Google listing suspended screenshot

What I Designed

This wasn’t just a prank — it was a full brand design exercise. I created:

A logo and visual identity designed in Photoshop, built to feel like a real, slightly quirky local restaurant.

A website built on Google Sites that served as the restaurant’s online presence, complete with the menu and brand imagery.

A full menu with designed layout and typography — absurd items presented with the visual seriousness of a real restaurant’s menu.

Merch listed on RedBubble. Nobody bought any, but the fact that it existed added another layer of legitimacy to the brand world.

A Google Maps listing fully filled out with hours, photos, contact info, and all the details that make a business look real on the platform.

Playhouse website screenshot

Key Takeaways

Design creates belief. People believed Parker Birwin’s Playhouse was real because it looked and felt real.

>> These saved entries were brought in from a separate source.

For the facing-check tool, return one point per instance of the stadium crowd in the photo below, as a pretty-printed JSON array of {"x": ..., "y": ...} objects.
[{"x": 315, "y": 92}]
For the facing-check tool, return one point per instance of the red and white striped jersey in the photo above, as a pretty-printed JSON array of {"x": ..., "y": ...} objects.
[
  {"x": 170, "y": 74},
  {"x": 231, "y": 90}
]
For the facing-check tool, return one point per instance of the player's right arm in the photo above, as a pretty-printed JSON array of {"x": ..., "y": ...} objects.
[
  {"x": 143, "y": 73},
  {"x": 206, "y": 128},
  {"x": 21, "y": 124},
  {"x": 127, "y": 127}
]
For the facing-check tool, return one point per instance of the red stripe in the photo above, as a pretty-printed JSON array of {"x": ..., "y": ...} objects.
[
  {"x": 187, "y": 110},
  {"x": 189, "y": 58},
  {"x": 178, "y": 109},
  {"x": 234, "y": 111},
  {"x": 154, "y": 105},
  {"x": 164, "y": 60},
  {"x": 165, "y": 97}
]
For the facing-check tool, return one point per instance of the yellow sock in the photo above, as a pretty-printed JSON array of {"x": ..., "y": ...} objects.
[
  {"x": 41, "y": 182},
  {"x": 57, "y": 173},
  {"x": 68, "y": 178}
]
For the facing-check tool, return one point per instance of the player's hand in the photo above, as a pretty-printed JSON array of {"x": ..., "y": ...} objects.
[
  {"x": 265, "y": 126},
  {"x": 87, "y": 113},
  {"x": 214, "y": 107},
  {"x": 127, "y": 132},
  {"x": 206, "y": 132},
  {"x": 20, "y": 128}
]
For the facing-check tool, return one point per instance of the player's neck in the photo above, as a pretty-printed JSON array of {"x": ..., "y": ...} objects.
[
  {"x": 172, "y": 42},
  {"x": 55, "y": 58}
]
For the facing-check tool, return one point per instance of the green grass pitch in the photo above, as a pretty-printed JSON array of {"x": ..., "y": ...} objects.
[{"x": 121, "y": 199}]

The logo, the menu layout, the Google Maps details, the website — every touchpoint was designed to be cohesive and convincing. The project proved that strong branding can make anything feel legitimate.

Audiences will participate if you give them something worth participating in. I didn’t ask anyone to leave reviews or make TikToks. People chose to engage because the concept was fun and the execution was good enough to play along with. The best engagement is voluntary.

Constraints breed creativity. I was 16 with no budget, using free tools — Google Sites, Photoshop, RedBubble, Google Maps. Every asset was made with what I had. The limitation forced me to focus on what actually matters in branding: consistency, detail, and a clear concept.

Reflection

Parker Birwin’s Playhouse is the project that showed me what design can do when it’s in service of a strong idea. I didn’t have a product to sell or a client to serve — I had a concept and I wanted to see how far I could take it. The answer was a 4.8-star rating, 200+ phone calls, 300,000 TikTok views, and a Google suspension notice.

Looking back, this was the project where I first understood that brand design isn’t just logos and color palettes — it’s building a world that people believe in and want to be part of. Everything I’ve done since, from Blankmind Radio to Studio Node, builds on that same instinct.